When an appraisal comes in low, it should first be read thoroughly. The most important part of any appraisal is the 1004 MC Form. This form came out in April 2009 and is in all appraisals. It shows exactly what is happening in the specific market area. It demonstrates the market trend for last year in the specific market area. It also shows the median sales price for the last 3 months.
The Sales Addendum will summarize and help explain the information on the 1004 MC Form.
The Active Listings and Pending Sales have to be used in the appraisal because they demonstrate what the future market holds.
Per the appraiser’s guidelines, foreclosure sales and short sales have to be included as comps if they are part of the market area. I hear the argument all the time that, “Our house is so much nicer and should not be compared to all of these foreclosures…” The appraisers are REQUIRED to include the foreclosures and short sales as comps. Explaining to your sellers during your listing appointment with them that foreclosures and short sales are part of their immediate market area and therefore they will be used as comps by the appraisers may prepare them for any value surprises later on in the transaction.

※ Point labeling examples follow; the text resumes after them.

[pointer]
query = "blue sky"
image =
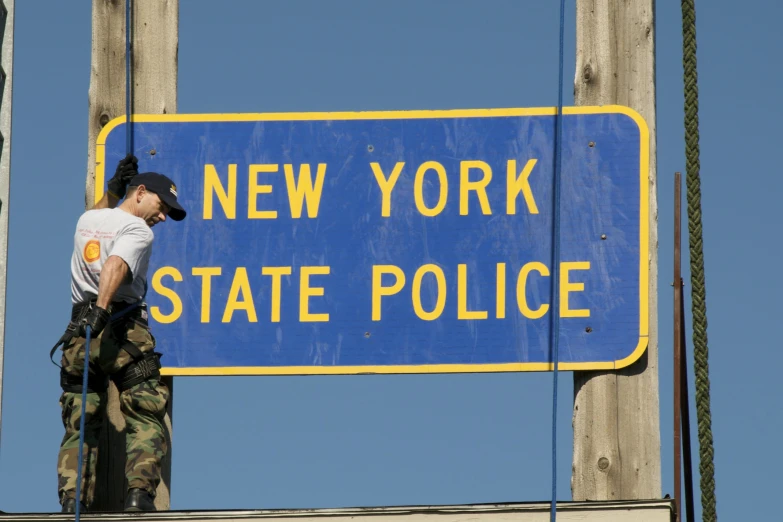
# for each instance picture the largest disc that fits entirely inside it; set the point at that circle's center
(253, 442)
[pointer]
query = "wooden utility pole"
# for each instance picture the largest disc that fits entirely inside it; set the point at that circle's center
(616, 413)
(154, 74)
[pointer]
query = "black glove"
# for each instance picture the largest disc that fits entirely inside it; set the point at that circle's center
(126, 169)
(97, 320)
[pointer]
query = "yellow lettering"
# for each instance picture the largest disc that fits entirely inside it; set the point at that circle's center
(168, 293)
(276, 272)
(213, 187)
(306, 291)
(386, 185)
(462, 296)
(480, 186)
(440, 303)
(418, 188)
(254, 189)
(500, 304)
(379, 291)
(524, 309)
(298, 192)
(240, 284)
(566, 286)
(206, 274)
(515, 185)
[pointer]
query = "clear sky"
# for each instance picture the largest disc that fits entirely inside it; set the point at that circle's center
(255, 442)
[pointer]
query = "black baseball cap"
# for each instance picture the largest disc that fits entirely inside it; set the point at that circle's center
(164, 188)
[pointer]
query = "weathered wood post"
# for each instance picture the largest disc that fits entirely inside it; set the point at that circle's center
(154, 74)
(616, 413)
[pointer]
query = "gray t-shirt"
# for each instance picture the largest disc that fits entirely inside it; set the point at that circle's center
(110, 232)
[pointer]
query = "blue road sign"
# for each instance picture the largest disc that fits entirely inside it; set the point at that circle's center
(395, 242)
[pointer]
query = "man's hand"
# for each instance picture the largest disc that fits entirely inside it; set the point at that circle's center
(126, 169)
(97, 320)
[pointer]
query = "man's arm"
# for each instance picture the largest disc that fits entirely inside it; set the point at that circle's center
(114, 272)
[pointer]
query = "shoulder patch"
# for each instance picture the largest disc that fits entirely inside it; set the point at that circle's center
(92, 251)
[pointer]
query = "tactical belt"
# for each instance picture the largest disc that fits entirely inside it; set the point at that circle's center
(144, 366)
(96, 383)
(118, 310)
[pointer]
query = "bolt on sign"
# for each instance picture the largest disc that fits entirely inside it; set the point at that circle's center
(395, 242)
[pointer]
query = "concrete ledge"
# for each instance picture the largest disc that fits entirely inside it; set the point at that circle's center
(627, 511)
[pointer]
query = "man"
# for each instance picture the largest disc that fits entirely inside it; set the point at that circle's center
(112, 247)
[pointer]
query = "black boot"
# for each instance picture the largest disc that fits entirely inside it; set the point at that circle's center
(139, 500)
(69, 506)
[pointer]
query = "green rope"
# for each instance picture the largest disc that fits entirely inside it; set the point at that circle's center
(698, 291)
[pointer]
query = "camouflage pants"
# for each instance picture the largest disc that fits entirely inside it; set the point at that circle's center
(143, 407)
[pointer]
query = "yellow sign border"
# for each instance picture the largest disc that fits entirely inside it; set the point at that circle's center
(644, 228)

Keep in mind that on SOME Fannie and Freddie homes, they have actually started installing new appliances, carpet, and paint in their homes. Many of these foreclosures are actually in better condition that many of the re-sales out there!
Another popular argument is “My home has a $50,000 front door straight off of King Tut’s Tomb and did you not see the gold plated ceilings! There is no other home in the neighborhood with these types of upgrades and therefore my home should be worth way more than all the others.” Extremely nice as they may be, there still has to be homes to COMPARE them with. Contrary to popular belief, if you have the most highly upgraded home in the neighborhood, chances are that you are not going to get that money back out of the home. Appraisers are limited to 10% line item adjustments for upgrades. Other comparable homes have to have similar upgrades for the subject to receive value for them.

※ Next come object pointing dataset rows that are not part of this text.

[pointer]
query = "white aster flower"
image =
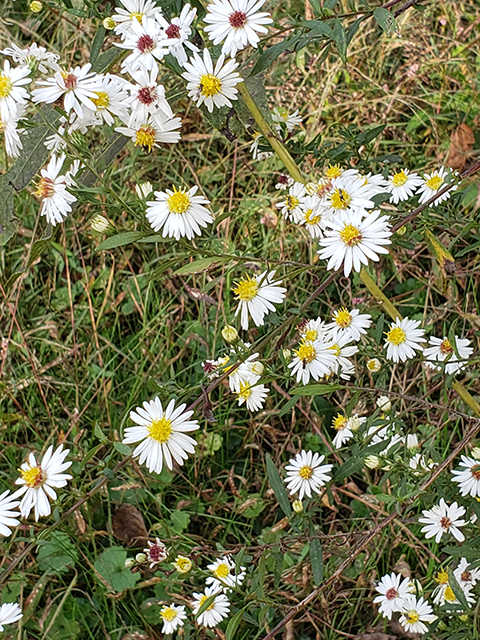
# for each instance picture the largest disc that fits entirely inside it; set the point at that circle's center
(151, 132)
(214, 87)
(312, 359)
(392, 590)
(8, 512)
(433, 183)
(173, 616)
(10, 612)
(236, 23)
(12, 92)
(353, 240)
(180, 212)
(216, 612)
(38, 481)
(443, 518)
(468, 477)
(403, 339)
(32, 56)
(415, 613)
(441, 349)
(78, 87)
(52, 189)
(252, 394)
(225, 576)
(256, 295)
(305, 473)
(292, 206)
(349, 323)
(402, 185)
(162, 434)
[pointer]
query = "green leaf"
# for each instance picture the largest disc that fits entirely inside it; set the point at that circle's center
(386, 20)
(316, 389)
(278, 487)
(316, 560)
(111, 566)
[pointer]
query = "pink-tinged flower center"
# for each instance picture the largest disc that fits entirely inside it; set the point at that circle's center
(147, 95)
(237, 19)
(391, 594)
(146, 44)
(173, 31)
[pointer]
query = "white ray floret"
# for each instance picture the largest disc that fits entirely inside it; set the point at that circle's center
(179, 212)
(403, 338)
(443, 518)
(162, 434)
(306, 474)
(39, 480)
(257, 295)
(214, 87)
(236, 23)
(352, 240)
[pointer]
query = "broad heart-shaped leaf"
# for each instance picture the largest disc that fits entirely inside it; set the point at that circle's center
(111, 566)
(278, 487)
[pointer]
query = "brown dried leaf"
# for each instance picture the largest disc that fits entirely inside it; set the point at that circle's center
(128, 525)
(461, 145)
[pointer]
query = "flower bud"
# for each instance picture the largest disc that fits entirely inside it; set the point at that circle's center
(374, 365)
(229, 333)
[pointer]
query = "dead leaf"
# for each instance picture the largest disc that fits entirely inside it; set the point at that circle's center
(128, 525)
(461, 146)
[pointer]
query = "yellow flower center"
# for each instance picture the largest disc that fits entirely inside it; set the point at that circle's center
(33, 477)
(169, 614)
(399, 179)
(210, 85)
(339, 422)
(343, 318)
(351, 235)
(160, 430)
(222, 571)
(333, 171)
(340, 199)
(145, 137)
(446, 347)
(178, 202)
(102, 101)
(306, 353)
(396, 336)
(5, 86)
(305, 472)
(412, 616)
(247, 289)
(434, 183)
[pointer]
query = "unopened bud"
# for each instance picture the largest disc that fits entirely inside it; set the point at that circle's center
(229, 334)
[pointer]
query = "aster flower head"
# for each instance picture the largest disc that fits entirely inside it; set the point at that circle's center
(179, 212)
(216, 612)
(403, 339)
(392, 590)
(307, 474)
(402, 185)
(353, 240)
(213, 86)
(173, 616)
(236, 23)
(441, 349)
(162, 434)
(443, 518)
(39, 480)
(257, 295)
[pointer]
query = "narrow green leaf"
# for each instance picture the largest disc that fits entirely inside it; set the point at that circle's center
(316, 560)
(316, 389)
(278, 487)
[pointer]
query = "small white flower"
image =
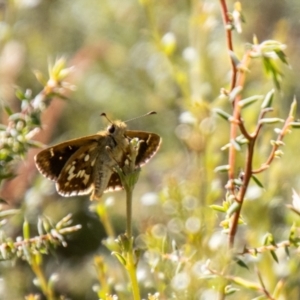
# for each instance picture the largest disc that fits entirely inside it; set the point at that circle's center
(296, 200)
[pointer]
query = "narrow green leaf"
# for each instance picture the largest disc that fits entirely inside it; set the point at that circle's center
(8, 110)
(270, 121)
(250, 100)
(218, 208)
(268, 99)
(287, 251)
(226, 116)
(274, 255)
(236, 145)
(120, 257)
(295, 125)
(236, 91)
(223, 168)
(26, 230)
(281, 55)
(234, 58)
(233, 208)
(257, 181)
(241, 263)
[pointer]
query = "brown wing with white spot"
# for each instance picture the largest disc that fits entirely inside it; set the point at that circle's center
(70, 164)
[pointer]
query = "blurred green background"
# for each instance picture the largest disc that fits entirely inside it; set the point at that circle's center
(129, 58)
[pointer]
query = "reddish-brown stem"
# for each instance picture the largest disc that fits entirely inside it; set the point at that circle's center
(275, 146)
(227, 26)
(234, 125)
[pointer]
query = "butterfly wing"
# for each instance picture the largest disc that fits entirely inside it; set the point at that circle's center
(51, 161)
(149, 145)
(70, 165)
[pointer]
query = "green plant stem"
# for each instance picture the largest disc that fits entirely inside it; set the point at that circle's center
(226, 22)
(131, 268)
(42, 281)
(104, 218)
(129, 192)
(130, 260)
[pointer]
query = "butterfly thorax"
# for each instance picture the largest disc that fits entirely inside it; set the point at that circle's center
(115, 148)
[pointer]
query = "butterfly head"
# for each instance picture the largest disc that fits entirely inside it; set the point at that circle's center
(116, 128)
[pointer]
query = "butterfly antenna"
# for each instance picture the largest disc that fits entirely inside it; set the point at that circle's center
(147, 114)
(106, 117)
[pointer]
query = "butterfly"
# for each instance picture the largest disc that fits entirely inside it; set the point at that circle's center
(86, 165)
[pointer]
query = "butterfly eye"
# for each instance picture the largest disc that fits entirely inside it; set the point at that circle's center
(111, 129)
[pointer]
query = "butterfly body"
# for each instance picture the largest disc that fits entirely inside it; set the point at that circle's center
(86, 165)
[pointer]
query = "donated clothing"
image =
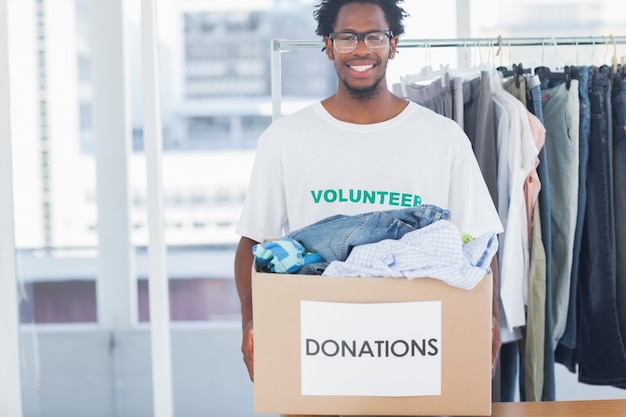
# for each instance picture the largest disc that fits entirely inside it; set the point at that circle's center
(283, 255)
(334, 237)
(310, 166)
(435, 251)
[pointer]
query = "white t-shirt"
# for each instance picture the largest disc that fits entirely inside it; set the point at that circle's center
(310, 166)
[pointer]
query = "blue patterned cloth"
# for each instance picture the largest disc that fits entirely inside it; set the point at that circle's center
(284, 255)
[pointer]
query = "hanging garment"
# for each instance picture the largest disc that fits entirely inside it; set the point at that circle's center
(516, 158)
(602, 358)
(544, 266)
(436, 96)
(561, 112)
(478, 122)
(565, 351)
(619, 194)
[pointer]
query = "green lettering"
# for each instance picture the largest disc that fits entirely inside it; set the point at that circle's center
(330, 196)
(382, 195)
(355, 196)
(369, 197)
(317, 195)
(342, 199)
(406, 200)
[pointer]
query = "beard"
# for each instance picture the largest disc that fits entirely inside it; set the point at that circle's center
(367, 93)
(364, 93)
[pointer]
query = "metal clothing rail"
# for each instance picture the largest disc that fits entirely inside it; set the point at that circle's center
(282, 45)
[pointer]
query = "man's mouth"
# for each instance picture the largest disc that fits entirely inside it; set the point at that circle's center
(361, 68)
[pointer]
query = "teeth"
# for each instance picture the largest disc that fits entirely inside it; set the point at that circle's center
(361, 68)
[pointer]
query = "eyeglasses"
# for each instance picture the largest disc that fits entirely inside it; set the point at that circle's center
(346, 42)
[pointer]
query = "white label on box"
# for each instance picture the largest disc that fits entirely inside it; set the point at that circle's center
(371, 349)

Typically the total adjustments for comps cannot exceed 25% of the subject’s sales price.
Also, the comps that are used in the appraisals have to have a gross living area within 20% of the subject’s. That castle in the next neighborhood over cannot be paired down to the size of your heavily upgraded studio condo and used as a comparable.

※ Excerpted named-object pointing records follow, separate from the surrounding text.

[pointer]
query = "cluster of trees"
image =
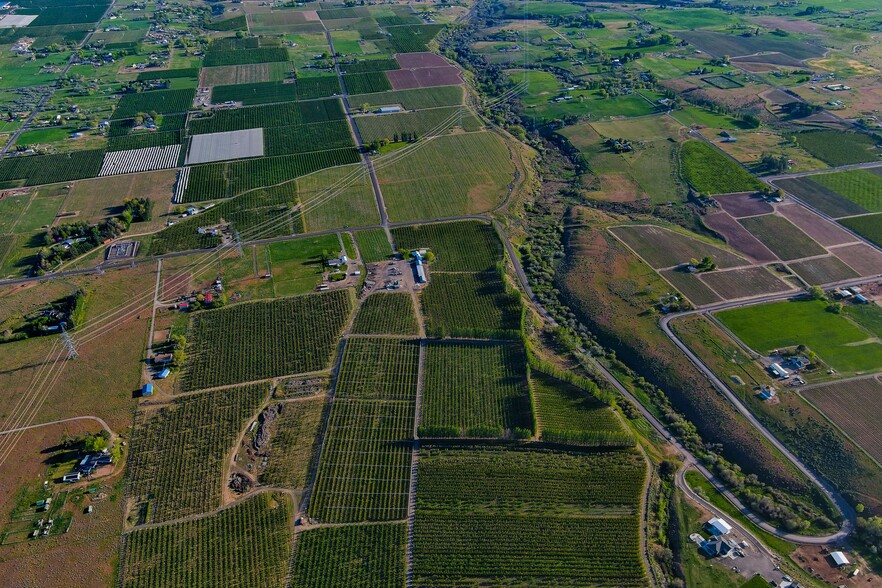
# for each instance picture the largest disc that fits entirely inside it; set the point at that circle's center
(663, 39)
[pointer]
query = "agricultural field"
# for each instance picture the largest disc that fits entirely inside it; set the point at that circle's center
(854, 407)
(248, 543)
(475, 389)
(178, 451)
(837, 148)
(664, 248)
(378, 369)
(363, 555)
(574, 524)
(839, 342)
(284, 336)
(373, 245)
(863, 187)
(453, 175)
(386, 314)
(465, 246)
(475, 305)
(415, 99)
(711, 172)
(423, 123)
(567, 408)
(293, 446)
(782, 237)
(364, 468)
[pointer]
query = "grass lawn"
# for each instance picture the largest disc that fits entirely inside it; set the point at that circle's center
(297, 265)
(447, 176)
(861, 186)
(838, 341)
(711, 172)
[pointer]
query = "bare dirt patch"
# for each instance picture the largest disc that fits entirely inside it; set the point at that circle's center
(739, 238)
(822, 231)
(865, 259)
(744, 204)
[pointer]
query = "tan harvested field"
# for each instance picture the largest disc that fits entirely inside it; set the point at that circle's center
(822, 231)
(664, 248)
(691, 287)
(744, 204)
(96, 199)
(424, 59)
(87, 554)
(739, 238)
(245, 74)
(856, 406)
(823, 270)
(865, 259)
(745, 283)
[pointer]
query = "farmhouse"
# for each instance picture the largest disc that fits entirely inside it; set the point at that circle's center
(839, 559)
(778, 371)
(717, 547)
(717, 526)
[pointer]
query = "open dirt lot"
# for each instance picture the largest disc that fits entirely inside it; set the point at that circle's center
(739, 238)
(744, 204)
(822, 231)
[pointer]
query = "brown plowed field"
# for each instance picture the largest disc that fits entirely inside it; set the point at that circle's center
(822, 231)
(856, 406)
(743, 283)
(426, 77)
(661, 248)
(739, 238)
(416, 60)
(745, 204)
(823, 270)
(864, 259)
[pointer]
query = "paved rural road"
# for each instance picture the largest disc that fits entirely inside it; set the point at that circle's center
(867, 165)
(98, 420)
(841, 504)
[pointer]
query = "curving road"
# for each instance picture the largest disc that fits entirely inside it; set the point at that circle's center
(848, 513)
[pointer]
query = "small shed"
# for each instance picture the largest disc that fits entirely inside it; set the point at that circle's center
(839, 559)
(717, 526)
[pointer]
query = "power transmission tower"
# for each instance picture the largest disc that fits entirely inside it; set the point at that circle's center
(67, 341)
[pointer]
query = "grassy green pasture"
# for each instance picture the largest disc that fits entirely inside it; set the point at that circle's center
(867, 226)
(297, 264)
(861, 186)
(838, 341)
(337, 197)
(446, 176)
(838, 148)
(373, 245)
(711, 172)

After thoroughly reading the appraisal and reviewing the 1004 MC Form, if you still feel the value is incorrect, and the appraiser has made an error or has not used the best comparable sales that are available, you may provide the comparables that you feel should have been used as long as they have closed within the last 60 days and are within the subject’s immediate subdivision. Pay special attention to the 1004 MC Form. If it is checked as declining over the past twelve months and if the last 3 month median price in the neighborhood is $150,000 and your home is priced at $250,000, it could be a challenge to dispute, and underwriting will probably decline the loan due to unsupported value. Keep in mind that underwriting always has the final say.